The majority largely sidestepped the class action issues embedded in the question accepted, ruling:  “In light of our conclusion about Article III standing, we need not decide whether Ramirez’s claims were typical of the claims of the class under Rule 23.  On remand, the Ninth Circuit may consider in the first instance whether class certification is appropriate in light of our conclusion about standing.”  Id. at *16.  But the court did rule that the 1,853 class members whose reports had been sent to third parties had standing and could have ruled on the question of whether Ramirez’s reasonable procedures claim was typical of the claims of those 1,853 class members (which included Ramirez).  Justice Kavanaugh’s standing analysis would seem to demonstrate the typicality requirement had been satisfied as to those 1,853 class members.  See id. at *10-11.

While the majority held that “[e]very class member must have Article III standing in order to recover individual damages” (id. at *10), it declined to “address the distinct question whether every class member must demonstrate standing before a court certifies a class.”  Id. at *10 n.4 (emphasis in original).  Regarding this timing issue – at what stage of the case must class member standing be evaluated – courts at the class certification stage oftentimes look ahead as to how claims would be proved at trial in assessing whether Rule 23’s requirements have been satisfied.  See Wal-Mart Stores, Inc. v. Dukes, 564 U.S. 338, 351 & n.6 (2011) (recognizing courts must sometimes “‘probe behind the pleadings before coming to rest on the certification question’”) (citation omitted).  This would support a district court assessing class member standing at the class certification stage, with a view towards examining how class member standing would be proved at trial.  See TransUnion, 2021 WL 2599472, at *10 (“the specific facts set forth by the plaintiff to support standing ‘must be supported adequately by the evidence adduced at trial.’” (citation omitted)).

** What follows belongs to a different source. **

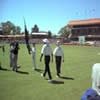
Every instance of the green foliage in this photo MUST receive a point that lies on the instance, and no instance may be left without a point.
(31, 86)
(65, 31)
(9, 28)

Finally, as Justice Thomas also noted in his dissent, the majority’s standing ruling could have the effect of foreclosing federal subject-matter jurisdiction over many class actions.  Because the majority found no standing – and therefore no federal subject-matter jurisdiction – with respect to the class’s disclosure and summary of rights claims, the dismissal of such claims must be without prejudice.  In the absence of a disposition on the merits, the claims can be re-filed in state court, where (under the majority’s reasoning) they would not be subject to removal to federal court.  As Justice Thomas aptly observed:  “Today’s decision might actually be a pyrrhic victory for TransUnion.  The Court does not prohibit Congress from creating statutory rights for consumers; it simply holds that federal courts lack jurisdiction to hear some of these cases.  That combination may leave state courts—which ‘are not bound by the limitations of a case or controversy or other federal rules of justiciability even when they address issues of federal law’—as the sole forum for such cases, with defendants unable to seek removal to federal court.  By declaring that federal courts lack jurisdiction, the Court has thus ensured that state courts will exercise exclusive jurisdiction over these sorts of class actions.”  Id. at *23 n.9 (citations omitted).